There is a way how to scale performance with just one chip:
- MacBook Air .... low power / low clocks
- MacBook Pro ... higher clocks
- iMac ................. 2xCPU + 2x mem channels (not perfect due to NUMA obsticles although easy)
- MacPro ............ 4xCPU (AMD EPYC1/Naples style) 4x mem channel
4x8 high-performance cores is 32c total, that sounds pretty reasonable for iMacPro as a replacement of 18c Xeon.
Exactly how Apple will handle scaling from iPhones to Mac Pro's remains THE fascinating question, as opposed to the more silly analyses you see on the web.
The choice of chiplets rather than multiple bespoke die sizes (or a single large die that's fused off) seems more or less obvious. But even once you accept that, there remain a variety of choices
- how much of IO and memory control do you put in a separate hub(s) vs on the main SoC. Separate hub means you can use a cheaper process. But memory controller on the SoC means you get memory bandwidth scaling with CPU count in a nice way.
- do you use as your baseline chiplet something like at A14X? This means only one die; but also means a fair fraction (15-25%?) of the die is things like security, ISP, media encode/decode that don't need to have multiple copies on iMacs and Mac Pros.
Or do you have a third Z SoC that's a stripped-down X SoC? Remove all that one-off stuff, and add chiplet communication channels.

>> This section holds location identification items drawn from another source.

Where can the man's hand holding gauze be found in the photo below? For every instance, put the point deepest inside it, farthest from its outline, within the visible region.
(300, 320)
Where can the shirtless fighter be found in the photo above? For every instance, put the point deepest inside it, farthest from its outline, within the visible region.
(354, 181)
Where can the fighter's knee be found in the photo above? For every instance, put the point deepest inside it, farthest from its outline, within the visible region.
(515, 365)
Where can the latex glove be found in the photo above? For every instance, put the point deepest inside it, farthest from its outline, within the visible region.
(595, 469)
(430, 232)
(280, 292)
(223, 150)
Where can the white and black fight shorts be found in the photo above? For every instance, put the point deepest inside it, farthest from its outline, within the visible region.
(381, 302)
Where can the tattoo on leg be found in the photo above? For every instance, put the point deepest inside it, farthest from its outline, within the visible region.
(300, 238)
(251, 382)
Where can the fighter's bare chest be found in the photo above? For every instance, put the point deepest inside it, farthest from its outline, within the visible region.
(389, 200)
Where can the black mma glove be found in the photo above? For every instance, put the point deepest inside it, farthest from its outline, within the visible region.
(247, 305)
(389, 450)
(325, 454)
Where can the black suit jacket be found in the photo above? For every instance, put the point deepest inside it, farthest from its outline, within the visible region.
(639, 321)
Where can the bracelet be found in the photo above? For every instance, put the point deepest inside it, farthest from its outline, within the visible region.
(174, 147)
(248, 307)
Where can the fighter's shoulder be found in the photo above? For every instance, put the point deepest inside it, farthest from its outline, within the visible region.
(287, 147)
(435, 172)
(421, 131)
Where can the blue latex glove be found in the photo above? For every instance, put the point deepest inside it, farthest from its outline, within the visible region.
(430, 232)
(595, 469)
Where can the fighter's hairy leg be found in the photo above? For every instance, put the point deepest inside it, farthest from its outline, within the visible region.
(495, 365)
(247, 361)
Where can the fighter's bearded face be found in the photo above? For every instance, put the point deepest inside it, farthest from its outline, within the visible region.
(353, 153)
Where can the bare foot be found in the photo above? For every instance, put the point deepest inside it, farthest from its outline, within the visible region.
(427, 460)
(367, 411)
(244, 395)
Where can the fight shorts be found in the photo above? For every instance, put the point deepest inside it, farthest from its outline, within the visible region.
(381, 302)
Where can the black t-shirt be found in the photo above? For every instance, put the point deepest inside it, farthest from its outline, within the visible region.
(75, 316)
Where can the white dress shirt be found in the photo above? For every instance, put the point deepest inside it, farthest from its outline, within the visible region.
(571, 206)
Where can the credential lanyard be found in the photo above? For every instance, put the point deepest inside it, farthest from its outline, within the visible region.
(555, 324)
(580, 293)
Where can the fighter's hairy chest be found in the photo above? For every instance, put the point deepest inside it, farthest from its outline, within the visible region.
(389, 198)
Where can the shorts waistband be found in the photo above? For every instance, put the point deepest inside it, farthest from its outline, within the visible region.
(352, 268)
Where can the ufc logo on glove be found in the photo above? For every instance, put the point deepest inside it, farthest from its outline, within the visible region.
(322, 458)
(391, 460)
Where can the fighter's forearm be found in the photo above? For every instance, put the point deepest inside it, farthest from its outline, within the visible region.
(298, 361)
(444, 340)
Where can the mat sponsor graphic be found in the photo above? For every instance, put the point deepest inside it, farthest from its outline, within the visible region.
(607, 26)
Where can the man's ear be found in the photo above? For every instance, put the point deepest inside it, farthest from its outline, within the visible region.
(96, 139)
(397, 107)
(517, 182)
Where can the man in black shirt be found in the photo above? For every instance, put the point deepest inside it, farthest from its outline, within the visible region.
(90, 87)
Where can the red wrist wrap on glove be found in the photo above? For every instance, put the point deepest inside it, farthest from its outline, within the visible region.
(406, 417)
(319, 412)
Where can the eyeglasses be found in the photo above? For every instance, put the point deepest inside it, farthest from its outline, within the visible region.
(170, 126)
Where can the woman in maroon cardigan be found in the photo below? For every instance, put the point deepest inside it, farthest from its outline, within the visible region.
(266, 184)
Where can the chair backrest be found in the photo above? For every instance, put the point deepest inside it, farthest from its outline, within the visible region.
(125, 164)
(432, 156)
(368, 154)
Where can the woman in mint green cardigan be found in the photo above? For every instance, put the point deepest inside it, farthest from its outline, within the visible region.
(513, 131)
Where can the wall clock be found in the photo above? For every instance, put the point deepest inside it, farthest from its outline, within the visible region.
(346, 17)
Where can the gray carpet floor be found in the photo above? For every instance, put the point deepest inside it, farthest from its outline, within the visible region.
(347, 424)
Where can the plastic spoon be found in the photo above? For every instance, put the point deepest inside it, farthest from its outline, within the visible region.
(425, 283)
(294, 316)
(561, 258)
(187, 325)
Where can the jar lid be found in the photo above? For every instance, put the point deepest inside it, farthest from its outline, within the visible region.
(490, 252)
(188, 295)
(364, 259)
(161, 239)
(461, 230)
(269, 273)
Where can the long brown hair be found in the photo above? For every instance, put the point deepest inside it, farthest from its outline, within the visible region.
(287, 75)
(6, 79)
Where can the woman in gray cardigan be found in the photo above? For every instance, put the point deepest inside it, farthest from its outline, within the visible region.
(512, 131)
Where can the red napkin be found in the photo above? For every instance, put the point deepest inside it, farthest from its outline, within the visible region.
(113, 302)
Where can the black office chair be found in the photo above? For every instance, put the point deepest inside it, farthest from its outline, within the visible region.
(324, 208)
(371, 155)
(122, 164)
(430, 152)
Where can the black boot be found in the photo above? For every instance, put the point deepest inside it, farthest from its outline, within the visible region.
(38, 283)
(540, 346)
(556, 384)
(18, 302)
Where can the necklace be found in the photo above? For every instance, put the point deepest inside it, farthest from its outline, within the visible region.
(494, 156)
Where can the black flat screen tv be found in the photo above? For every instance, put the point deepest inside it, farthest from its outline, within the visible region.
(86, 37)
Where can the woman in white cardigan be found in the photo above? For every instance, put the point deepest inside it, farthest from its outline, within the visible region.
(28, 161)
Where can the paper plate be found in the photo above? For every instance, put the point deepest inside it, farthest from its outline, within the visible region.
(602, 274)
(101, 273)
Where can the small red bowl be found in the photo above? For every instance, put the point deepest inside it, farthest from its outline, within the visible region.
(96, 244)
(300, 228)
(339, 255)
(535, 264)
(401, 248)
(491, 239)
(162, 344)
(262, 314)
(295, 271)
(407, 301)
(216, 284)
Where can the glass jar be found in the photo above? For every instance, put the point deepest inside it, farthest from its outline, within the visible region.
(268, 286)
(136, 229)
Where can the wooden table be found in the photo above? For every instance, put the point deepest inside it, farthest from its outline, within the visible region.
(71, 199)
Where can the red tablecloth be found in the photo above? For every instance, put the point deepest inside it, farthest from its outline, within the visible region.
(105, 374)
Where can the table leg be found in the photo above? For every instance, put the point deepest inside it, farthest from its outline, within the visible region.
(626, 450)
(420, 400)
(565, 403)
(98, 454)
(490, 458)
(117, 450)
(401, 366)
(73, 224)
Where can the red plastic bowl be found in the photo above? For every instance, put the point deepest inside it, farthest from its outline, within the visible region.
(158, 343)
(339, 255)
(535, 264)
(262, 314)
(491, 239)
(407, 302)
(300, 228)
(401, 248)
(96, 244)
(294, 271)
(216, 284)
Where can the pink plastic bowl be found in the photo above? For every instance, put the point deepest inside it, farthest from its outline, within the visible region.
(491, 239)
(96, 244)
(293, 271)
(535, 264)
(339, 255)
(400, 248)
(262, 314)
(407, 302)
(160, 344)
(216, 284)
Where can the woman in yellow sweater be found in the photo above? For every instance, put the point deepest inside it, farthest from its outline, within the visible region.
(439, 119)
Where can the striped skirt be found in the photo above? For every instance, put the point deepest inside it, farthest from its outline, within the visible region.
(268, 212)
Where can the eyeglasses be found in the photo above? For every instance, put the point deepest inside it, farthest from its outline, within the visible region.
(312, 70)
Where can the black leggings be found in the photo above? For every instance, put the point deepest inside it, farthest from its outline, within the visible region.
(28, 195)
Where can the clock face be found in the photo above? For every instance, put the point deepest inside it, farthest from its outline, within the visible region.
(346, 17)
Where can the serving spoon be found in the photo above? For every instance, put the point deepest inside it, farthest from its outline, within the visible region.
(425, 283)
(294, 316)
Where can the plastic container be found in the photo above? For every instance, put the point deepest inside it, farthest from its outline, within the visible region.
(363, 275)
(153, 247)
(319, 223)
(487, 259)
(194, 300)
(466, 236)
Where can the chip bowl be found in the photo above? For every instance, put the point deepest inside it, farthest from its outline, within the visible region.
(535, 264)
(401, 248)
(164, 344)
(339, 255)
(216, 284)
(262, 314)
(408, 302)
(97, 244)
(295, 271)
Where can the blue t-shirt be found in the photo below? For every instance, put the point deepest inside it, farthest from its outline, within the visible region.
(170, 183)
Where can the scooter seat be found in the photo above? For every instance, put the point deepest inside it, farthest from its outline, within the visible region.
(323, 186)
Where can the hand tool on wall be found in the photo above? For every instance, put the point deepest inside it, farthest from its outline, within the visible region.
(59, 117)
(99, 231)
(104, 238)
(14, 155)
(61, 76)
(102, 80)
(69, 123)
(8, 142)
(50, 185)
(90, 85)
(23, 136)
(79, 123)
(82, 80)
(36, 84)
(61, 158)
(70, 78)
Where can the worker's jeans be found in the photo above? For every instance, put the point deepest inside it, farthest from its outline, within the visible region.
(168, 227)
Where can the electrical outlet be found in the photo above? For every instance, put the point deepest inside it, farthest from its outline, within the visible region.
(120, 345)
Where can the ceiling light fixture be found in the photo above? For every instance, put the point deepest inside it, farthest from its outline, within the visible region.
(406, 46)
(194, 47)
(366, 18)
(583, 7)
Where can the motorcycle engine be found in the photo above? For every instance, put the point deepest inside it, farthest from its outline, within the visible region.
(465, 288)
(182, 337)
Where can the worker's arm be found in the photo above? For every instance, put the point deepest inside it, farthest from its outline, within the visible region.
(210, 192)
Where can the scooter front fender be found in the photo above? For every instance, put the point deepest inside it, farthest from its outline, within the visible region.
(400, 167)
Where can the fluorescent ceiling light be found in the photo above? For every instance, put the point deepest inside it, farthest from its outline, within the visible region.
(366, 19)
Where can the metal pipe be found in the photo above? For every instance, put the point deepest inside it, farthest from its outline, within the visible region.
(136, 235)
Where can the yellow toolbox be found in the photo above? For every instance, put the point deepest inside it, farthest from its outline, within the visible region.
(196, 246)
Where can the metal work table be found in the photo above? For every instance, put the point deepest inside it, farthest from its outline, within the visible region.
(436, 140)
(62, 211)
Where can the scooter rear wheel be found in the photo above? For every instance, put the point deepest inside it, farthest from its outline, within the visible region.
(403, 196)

- what to do about GPU? If you do the math, the A12X GPU, as far as GeekBench5 compute results is concerned, is about 1/6th the top results for an iMac Pro. So assume a 50% boost for the A13X GPU (iPhone GPU saw 50% boost) and assuming the (possibly very dodgy...) hypothesis that GB5 Compute is a good representation of all a GPU needs to do, that means you need 4 A13X chiplets to match iMac Pro. It's within the bounds of plausibility, but it's not ideal -- sync between the different GPUs will be much more expensive than on a monolithic GPU.
The second issue is bandwidth. Apple's System cache works extremely well, as does tiling, but you still want bandwidth for some desktop GPU tasks...
So four alternatives present themselves
+ give up on GPU, at least this time round. Maybe have one iPad-class GPU somewhere (in the IO hub?) for low-power work, plus use a standard nV or AMD external GPU on PCIe.
+ design an Apple GPU based on what Apple already has, but scaled up much larger, taking over an entire die. Then package that with HBM, and connect it either via PCIe or via some Apple internal bus to the rest of the system.
+ use a GPU that's distributed across the chiplets, one piece on each of the 1, 2, 4 chiplets used in different models. Plus HBM somewhere on the same interposer.
+ finally like the above, but no HBM and just rely on LP-DDR5 (run fast and wide)
You can then go through the same GPU analysis wrt NPU...
So what WILL Apple choose? I don't think we can usefully go beyond listing possibilities.
The exact choice will depend on both performance factors and cost factors -- and we outsiders don't have a clue as to either, certainly not enough even to make a reasonable guess.